If Marti Noxon and Lily Collins want to tell their stories, that’s perfectly fine. The yearning to do so­ — in hopes of a catharsis, of turning your past pain into something productive — is really quite understandable, maybe even universal. Probably the movie will be satisfying for some, and triggering for others, which is the only way it ever could have worked out.[4] But don’t pretend that a biopic is an act of altruism, or that you’re showing us something we’ve never seen before. Just sack up, be honest, and say you want to talk about yourself.

[1] For more on the work of brilliant Dr.
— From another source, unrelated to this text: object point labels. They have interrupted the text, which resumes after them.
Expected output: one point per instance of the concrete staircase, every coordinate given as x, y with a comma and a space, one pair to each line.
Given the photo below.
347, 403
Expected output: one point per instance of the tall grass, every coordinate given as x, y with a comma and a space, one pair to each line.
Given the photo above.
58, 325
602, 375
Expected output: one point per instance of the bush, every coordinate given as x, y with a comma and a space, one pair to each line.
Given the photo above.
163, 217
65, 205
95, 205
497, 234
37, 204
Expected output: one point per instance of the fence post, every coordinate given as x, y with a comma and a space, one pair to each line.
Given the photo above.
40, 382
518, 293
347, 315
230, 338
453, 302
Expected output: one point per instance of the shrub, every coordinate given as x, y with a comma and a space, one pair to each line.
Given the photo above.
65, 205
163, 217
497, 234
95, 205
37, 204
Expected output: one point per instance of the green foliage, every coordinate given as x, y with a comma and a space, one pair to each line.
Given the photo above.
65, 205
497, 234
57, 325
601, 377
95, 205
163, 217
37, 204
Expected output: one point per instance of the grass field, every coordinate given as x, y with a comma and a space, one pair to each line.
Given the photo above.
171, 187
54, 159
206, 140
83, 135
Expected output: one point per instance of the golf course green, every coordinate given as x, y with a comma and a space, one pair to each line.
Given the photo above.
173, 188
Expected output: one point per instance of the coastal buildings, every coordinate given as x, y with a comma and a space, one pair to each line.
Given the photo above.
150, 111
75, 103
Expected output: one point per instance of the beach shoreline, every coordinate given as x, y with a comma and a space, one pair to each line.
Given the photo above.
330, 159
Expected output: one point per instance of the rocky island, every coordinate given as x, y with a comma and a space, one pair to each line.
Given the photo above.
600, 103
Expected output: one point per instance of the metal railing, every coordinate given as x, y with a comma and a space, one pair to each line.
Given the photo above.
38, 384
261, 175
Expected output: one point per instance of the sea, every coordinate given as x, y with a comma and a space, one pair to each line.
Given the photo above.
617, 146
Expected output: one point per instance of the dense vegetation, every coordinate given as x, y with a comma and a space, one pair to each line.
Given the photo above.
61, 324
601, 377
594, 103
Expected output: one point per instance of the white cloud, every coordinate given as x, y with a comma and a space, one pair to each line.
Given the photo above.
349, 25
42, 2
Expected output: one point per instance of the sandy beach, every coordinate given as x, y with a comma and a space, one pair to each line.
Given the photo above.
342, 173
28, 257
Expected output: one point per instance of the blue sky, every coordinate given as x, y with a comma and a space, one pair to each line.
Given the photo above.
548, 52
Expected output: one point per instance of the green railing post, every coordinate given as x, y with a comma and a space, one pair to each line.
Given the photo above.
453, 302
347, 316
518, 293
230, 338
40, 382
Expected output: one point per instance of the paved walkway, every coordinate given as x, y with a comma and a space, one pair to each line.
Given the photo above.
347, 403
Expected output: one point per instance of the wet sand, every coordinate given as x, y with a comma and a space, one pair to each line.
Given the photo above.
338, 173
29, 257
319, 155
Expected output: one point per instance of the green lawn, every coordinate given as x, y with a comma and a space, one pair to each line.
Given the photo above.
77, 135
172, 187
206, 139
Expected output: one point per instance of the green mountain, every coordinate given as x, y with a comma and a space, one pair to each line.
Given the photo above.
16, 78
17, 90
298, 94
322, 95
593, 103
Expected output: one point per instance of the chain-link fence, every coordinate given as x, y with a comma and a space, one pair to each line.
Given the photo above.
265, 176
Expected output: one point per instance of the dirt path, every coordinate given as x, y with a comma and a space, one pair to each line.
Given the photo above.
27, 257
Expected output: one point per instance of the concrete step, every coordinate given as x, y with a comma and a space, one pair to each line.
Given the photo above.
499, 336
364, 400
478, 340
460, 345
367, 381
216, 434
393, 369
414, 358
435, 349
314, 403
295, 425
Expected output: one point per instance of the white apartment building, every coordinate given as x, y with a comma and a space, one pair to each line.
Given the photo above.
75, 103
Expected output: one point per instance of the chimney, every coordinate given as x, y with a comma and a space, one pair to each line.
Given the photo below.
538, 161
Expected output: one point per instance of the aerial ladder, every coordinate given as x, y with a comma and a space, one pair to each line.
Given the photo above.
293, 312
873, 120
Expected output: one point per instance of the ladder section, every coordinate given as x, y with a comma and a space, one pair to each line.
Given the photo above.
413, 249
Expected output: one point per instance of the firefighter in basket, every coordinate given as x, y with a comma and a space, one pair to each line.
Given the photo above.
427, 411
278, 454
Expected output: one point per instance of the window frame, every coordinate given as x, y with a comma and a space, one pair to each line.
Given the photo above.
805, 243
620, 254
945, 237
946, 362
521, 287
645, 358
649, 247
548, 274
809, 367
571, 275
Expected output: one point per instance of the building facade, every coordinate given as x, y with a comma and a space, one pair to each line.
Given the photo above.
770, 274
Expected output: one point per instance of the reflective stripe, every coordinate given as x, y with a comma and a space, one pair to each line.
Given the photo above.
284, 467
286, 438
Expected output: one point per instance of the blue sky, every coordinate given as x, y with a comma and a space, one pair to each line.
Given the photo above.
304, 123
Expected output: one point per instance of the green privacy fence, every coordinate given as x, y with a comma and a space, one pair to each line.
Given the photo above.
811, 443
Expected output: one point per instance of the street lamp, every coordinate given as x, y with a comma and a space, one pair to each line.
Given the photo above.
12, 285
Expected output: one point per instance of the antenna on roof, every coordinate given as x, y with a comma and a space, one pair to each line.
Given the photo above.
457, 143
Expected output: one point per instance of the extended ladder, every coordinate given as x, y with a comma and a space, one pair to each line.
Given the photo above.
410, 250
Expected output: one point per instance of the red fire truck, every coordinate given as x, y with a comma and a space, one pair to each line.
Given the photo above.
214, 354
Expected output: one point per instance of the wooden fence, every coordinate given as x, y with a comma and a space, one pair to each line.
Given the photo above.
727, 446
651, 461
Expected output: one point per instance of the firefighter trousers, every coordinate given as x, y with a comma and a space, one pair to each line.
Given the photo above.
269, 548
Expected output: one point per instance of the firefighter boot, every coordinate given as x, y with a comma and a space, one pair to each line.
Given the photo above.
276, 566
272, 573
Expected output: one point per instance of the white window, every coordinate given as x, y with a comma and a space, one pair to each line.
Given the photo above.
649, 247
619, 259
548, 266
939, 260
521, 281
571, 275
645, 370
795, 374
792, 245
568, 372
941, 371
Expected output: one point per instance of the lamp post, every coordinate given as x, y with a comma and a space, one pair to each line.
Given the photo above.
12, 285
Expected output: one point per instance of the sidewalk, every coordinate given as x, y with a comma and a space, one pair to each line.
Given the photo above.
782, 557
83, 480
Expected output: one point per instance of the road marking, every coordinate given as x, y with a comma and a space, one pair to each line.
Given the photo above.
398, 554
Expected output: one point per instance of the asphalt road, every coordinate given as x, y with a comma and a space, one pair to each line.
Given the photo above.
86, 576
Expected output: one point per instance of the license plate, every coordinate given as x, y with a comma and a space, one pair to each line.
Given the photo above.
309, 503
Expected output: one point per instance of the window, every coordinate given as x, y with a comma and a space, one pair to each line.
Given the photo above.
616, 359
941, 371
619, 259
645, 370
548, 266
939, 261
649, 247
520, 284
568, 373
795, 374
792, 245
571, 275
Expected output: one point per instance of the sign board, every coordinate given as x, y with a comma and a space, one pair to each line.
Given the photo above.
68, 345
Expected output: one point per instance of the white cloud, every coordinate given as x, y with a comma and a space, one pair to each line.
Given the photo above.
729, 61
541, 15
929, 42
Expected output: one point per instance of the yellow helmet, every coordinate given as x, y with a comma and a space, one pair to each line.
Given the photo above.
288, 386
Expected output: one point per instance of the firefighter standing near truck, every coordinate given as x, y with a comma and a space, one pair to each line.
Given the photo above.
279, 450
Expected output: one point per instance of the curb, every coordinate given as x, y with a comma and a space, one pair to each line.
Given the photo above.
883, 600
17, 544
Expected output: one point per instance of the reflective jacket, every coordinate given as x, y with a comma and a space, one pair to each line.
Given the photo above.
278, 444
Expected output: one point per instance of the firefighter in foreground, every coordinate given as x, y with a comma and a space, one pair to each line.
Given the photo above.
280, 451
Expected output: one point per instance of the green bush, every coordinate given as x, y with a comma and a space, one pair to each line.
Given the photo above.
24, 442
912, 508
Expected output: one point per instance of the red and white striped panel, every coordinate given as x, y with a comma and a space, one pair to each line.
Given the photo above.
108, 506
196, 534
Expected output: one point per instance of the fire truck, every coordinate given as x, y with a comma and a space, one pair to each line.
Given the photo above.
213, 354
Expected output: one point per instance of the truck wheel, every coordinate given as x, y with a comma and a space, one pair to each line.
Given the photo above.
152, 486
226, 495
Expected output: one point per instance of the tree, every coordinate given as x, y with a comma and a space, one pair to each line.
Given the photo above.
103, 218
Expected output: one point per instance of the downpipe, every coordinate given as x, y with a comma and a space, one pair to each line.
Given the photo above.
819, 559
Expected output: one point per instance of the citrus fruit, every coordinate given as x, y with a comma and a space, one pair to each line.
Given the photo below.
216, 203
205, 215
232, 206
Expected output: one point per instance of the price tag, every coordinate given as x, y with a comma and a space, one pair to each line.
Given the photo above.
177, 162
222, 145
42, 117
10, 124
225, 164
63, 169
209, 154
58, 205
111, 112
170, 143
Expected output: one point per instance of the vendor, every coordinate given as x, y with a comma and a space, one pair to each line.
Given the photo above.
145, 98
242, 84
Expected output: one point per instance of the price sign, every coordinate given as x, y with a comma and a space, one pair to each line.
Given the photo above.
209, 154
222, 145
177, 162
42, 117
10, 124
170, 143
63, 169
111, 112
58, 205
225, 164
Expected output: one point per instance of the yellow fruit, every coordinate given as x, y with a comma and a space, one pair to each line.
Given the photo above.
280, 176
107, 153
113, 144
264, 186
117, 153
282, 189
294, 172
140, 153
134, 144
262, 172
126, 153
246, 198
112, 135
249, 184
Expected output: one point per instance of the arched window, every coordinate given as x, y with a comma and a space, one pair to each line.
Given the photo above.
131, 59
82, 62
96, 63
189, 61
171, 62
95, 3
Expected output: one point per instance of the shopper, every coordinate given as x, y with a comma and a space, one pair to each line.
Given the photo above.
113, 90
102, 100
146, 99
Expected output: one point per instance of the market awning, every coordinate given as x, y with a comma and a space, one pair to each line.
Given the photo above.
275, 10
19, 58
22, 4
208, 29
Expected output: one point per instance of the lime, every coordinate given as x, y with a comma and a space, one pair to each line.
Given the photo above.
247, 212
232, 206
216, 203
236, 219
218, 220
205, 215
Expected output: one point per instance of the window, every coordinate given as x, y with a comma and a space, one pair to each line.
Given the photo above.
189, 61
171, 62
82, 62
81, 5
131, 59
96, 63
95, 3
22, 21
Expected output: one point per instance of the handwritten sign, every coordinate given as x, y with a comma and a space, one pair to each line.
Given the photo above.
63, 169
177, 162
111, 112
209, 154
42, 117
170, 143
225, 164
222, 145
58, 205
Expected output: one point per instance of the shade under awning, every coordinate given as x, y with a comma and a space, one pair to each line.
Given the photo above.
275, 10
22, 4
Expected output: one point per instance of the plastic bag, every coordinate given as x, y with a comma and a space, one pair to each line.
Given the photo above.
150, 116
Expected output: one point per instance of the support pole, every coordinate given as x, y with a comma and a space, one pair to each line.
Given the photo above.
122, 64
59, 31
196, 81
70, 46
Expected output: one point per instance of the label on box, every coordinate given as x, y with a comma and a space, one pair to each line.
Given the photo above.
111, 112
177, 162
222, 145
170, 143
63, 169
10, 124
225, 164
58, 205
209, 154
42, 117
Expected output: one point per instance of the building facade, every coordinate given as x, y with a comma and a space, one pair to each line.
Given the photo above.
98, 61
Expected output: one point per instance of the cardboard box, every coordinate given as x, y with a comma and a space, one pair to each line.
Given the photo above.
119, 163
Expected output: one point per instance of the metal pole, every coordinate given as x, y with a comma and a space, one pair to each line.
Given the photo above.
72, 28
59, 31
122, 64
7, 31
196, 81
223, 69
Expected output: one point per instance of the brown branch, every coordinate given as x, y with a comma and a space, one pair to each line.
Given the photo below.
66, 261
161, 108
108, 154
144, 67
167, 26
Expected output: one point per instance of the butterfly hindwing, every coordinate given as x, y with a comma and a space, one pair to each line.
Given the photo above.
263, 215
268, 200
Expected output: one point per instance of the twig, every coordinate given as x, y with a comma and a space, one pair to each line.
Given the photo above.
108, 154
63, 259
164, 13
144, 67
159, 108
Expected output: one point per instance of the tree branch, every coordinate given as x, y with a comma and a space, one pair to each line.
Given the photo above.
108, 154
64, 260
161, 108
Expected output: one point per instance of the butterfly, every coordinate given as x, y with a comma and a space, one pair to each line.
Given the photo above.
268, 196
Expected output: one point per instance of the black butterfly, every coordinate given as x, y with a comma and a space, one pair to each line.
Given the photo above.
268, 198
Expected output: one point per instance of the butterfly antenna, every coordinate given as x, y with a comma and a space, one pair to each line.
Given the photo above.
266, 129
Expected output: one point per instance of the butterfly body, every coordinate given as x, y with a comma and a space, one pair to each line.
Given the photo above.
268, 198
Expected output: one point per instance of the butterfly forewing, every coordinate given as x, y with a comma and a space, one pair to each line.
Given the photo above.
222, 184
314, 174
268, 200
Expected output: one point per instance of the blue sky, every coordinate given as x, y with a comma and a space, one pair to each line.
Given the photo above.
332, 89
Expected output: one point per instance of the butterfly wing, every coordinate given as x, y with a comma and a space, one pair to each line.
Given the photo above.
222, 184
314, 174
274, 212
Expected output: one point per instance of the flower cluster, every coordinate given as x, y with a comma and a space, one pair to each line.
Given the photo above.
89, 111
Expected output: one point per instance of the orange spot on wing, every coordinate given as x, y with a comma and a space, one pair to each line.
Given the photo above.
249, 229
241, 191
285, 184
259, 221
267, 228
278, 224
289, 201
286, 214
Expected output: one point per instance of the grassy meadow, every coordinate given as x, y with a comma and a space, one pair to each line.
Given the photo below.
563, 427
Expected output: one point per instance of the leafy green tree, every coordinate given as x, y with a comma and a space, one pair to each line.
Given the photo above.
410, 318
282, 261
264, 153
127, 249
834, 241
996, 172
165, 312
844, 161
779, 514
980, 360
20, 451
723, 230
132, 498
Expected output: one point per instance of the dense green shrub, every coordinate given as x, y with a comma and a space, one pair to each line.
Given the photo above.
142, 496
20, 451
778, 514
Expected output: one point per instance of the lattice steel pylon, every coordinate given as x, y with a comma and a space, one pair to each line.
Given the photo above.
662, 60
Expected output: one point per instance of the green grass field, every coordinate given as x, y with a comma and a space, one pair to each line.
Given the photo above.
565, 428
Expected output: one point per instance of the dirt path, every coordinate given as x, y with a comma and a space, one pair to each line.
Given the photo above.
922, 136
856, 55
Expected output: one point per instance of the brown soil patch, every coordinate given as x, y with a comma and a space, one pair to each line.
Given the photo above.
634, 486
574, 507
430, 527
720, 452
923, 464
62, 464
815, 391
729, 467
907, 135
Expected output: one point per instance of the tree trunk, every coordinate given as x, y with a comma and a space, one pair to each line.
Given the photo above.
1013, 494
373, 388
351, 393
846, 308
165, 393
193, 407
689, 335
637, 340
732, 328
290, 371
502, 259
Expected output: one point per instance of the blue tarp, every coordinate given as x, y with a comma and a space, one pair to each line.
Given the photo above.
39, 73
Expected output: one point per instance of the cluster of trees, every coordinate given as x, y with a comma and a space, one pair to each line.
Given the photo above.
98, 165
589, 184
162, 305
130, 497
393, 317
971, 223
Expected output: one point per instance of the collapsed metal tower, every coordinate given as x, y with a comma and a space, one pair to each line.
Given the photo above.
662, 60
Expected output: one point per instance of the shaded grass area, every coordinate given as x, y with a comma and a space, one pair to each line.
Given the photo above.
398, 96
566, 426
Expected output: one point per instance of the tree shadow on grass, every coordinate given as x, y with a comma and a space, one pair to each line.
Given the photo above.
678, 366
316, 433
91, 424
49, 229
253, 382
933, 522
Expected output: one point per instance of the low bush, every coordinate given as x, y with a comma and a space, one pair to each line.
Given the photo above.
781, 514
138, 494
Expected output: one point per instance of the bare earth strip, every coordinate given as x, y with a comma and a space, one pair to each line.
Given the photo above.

Shorter, and how it relates to anorexia, read Crazy Like Us: The Globalization of the American Psyche. Or, you know, Shorter’s work itself.

[2] Yes, suicide is a major cause of death among anorexics, but it would be an exercise in futility to try to associate, statistically, suicide in this context with anorexia. It’s just mathematically too difficult.

[3] Another reason for the defensiveness is because I think it genuinely hurts to hear that the population you were trying to help feel you have wounded them instead. While I was lucky to receive mostly positive feedback about my book, a few readers did say they were “triggered,” which obviously made me sad. The risk is double for a movie, for obvious reasons relating to the visual nature of anorexia. The truth is, of course, that you can never make your work pleasant and acceptable for everyone, unless you want to create artistic pabulum.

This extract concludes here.